A pesar de eso, el maestro decide bridarle algo de apoyo, prestándole el piano para que pueda ensayar las veces que vaya a pintar el estudio. Sin embargo, el hombre no cree genuinamente en ella, la pone a prueba en múltiples ocasiones con la única finalidad de hacerle saber que no es lo suficientemente buena en lo que hace. Esto es un contraste muy interesante, ya que el maestro en un principio parecía ser un motor de impulso y superación para Vera, pero terminó siendo el punto de inseguridad para la muchacha al no sentirse con el talento que se requería para dedicarse a la música.

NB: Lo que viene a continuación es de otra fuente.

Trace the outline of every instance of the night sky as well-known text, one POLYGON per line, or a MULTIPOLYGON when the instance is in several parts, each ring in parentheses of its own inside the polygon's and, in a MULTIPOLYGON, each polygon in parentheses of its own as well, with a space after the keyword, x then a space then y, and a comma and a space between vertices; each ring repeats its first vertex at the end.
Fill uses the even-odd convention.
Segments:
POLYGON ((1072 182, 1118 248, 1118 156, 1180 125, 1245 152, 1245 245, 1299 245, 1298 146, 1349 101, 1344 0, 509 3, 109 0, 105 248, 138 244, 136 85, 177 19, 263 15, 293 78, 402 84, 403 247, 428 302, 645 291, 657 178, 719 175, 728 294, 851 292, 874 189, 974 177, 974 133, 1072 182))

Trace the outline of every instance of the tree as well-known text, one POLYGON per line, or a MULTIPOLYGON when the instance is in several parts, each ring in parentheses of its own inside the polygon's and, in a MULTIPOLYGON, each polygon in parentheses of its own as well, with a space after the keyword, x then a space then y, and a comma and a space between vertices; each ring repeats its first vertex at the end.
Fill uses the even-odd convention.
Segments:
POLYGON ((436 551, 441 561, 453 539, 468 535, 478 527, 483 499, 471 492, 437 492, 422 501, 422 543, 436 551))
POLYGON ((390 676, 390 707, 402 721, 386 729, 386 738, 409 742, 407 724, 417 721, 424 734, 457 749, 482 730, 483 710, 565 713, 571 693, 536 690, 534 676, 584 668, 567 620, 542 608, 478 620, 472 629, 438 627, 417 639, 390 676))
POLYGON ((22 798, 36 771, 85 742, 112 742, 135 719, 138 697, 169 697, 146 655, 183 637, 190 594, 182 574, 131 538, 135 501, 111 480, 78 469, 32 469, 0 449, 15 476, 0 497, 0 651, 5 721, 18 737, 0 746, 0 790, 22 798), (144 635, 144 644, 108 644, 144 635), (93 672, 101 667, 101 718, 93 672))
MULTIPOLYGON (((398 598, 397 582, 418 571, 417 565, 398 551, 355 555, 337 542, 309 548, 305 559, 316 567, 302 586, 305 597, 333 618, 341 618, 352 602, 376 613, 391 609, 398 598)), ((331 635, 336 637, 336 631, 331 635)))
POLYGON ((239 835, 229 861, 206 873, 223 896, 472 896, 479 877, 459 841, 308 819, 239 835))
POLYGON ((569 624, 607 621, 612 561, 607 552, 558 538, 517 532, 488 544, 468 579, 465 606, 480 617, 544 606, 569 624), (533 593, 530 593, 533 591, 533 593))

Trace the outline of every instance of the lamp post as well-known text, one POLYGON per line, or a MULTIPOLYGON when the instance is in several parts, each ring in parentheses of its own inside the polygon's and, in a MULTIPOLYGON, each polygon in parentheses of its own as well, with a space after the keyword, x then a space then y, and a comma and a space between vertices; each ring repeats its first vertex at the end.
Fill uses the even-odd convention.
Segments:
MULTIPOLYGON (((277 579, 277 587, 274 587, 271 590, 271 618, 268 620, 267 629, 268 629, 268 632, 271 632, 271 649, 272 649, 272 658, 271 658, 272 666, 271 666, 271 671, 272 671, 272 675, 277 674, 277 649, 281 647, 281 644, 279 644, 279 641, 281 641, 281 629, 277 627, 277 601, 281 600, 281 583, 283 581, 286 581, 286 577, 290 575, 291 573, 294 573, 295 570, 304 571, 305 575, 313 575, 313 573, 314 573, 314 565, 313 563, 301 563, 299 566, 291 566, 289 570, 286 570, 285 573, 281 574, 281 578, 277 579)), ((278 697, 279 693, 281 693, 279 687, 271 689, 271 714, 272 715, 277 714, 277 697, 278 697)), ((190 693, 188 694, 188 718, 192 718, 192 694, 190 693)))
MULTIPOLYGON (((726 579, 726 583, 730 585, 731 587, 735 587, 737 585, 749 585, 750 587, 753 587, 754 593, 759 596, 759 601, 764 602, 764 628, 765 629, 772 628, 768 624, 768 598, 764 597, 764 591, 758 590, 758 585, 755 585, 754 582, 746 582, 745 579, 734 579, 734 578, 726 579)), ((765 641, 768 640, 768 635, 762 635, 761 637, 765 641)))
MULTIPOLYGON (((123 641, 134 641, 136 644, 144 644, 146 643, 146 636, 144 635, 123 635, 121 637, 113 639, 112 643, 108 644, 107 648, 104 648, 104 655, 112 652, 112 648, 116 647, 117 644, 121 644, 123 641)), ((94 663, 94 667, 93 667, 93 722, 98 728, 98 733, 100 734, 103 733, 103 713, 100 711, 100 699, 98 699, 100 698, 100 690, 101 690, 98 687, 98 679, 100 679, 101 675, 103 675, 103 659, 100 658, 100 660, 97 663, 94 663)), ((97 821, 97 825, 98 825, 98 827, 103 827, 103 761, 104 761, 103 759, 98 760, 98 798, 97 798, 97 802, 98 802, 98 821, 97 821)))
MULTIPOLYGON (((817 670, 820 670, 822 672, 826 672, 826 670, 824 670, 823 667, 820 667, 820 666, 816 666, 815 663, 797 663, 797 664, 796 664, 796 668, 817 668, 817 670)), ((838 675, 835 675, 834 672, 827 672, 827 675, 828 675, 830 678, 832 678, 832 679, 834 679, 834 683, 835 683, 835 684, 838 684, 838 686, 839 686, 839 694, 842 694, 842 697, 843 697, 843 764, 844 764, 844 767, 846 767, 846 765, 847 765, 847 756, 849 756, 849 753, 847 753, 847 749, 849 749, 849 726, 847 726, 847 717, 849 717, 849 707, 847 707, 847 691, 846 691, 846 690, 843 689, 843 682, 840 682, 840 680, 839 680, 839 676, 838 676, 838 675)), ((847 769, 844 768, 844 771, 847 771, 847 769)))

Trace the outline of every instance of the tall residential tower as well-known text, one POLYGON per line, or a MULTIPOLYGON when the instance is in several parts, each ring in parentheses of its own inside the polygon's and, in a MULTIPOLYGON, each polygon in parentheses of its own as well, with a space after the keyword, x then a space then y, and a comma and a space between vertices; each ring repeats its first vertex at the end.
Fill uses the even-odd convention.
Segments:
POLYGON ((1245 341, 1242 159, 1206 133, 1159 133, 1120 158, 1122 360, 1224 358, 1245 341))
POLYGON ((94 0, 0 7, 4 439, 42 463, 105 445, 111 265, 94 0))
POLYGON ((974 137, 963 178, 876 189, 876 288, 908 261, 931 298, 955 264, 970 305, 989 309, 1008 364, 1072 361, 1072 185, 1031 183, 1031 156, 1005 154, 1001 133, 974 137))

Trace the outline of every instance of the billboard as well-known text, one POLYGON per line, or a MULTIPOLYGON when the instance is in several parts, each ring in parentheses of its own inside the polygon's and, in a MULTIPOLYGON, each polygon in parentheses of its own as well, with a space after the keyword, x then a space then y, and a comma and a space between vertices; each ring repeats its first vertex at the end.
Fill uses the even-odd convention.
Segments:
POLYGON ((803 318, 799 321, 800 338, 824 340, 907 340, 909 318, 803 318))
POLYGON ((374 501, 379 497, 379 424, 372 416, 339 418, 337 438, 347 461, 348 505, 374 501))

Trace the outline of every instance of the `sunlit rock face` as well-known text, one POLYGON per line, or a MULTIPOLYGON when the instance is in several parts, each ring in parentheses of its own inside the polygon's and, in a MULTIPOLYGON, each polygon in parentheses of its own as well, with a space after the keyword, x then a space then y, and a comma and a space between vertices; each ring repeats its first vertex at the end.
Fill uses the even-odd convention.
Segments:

El clímax de la historia es una ejecución apantallante de Vera ante el piano, en una audición que podría o no cambiarle la vida para siempre. La secuencia se convierte en un estallido emocional donde la música revela todo aquello que las palabras nunca lograron expresar. Es un momento catártico, íntimo y vibrante, que muestra el verdadero brillo de la protagonista y la manera en que canaliza años de silencios, frustraciones y deseo de pertenecer a un mundo que constantemente la está rechazando y que le dice que es una “don nadie”.
Sin necesidad de grandes gestos dramáticos, la película consigue que esta ejecución marque un antes y un después en el viaje interno de Vera. Es ahí donde su historia trasciende lo cotidiano y se convierte en un testimonio de valentía, autenticidad y autodescubrimiento. Becoming Vera cierra dejando resonar la idea de que cada persona guarda un talento que solo espera el momento adecuado para hacerse escuchar, y que, a pesar de los obstáculos, siempre existe un escenario donde finalmente podemos brillar.